This topic provides answers to some frequently asked questions about Data Lake Analytics (DLA).

What is DLA?

DLA is a next-generation big data solution that uses a compute-storage separation architecture. DLA can archive messages and database data and create data warehouses in real time. The databases include relational databases, PolarDB, and NoSQL databases. In addition, DLA provides the serverless Spark and Presto engines to meet the requirements of online interactive search, stream processing, batch processing, and machine learning. DLA is a competitive solution that migrates a traditional Hadoop solution to the cloud.

In traditional data analytics solutions, you must first purchase an analytics instance with both computing and storage resources to analyze data. If the allowed computing or storage resources are exhausted, you must add servers to meet your business requirements. In addition, you must pay for all the computing resources even though you do not use them.
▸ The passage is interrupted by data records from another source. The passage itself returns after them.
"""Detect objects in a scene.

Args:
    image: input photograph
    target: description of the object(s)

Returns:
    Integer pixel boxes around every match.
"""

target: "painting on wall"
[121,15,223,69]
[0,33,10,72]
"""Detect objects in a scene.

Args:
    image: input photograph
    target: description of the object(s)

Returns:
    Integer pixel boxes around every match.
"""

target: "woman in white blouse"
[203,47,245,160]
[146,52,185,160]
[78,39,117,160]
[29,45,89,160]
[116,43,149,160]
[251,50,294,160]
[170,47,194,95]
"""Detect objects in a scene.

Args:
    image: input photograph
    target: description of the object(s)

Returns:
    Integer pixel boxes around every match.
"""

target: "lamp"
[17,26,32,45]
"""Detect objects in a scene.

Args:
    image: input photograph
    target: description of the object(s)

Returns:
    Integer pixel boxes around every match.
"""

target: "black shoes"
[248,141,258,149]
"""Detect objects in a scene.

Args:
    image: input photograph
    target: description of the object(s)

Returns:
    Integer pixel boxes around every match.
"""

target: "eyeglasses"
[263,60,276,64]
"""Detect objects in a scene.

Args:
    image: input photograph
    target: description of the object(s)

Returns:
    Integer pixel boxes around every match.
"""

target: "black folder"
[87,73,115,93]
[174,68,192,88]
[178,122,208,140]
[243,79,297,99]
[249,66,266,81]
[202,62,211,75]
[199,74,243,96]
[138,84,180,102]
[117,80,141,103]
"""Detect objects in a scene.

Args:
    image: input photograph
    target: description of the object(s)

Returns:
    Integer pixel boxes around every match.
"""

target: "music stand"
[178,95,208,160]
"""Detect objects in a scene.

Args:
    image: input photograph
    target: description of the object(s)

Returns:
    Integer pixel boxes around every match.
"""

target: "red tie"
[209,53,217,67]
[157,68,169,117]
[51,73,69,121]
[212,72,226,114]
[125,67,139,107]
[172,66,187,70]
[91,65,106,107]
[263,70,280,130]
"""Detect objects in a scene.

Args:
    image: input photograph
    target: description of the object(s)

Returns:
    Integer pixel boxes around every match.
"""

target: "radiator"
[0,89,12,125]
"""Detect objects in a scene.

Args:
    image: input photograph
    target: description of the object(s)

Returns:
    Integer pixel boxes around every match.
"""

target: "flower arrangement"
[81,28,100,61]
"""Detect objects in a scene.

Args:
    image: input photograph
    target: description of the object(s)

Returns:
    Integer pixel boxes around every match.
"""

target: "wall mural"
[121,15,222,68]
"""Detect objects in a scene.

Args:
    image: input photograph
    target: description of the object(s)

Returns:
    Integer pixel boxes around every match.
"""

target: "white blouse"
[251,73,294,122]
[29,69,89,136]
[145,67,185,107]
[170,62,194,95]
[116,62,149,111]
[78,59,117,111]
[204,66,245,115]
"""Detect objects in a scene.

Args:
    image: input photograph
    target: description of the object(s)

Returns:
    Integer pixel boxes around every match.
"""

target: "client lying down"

DLA is a data analytics engine that utilizes a serverless architecture. You do not need to purchase or manage servers for data analytics, and the upgrade is completely transparent. DLA supports scalability. You can pay for resources based on actual usage and scale out storage resources on demand. If no analytics tasks are running, you need only to pay for the storage resources that are used.

The error message "Application was streaming results when the connection failed. Consider raising value of 'net_write_timeout' on the server." appears. What do I do?

This error message appears when you use DLA to read data from a MySQL database. The default value of the net_write_timeout parameter is small. As a result, DLA may be disconnected from the MySQL database even though the data has not been completely read. To resolve this issue, increase the value of the net_write_timeout parameter.

The error message "You have no right to access this object because of bucket acl" appears. What do I do?

This error message appears when you create a table in DLA and write the table data to Object Storage Service (OSS). By default, DLA is not allowed to write data to an OSS table. You must grant the related permissions to DLA before you write data to OSS. For more information about how to write data to OSS, see Write data to a partitioned table.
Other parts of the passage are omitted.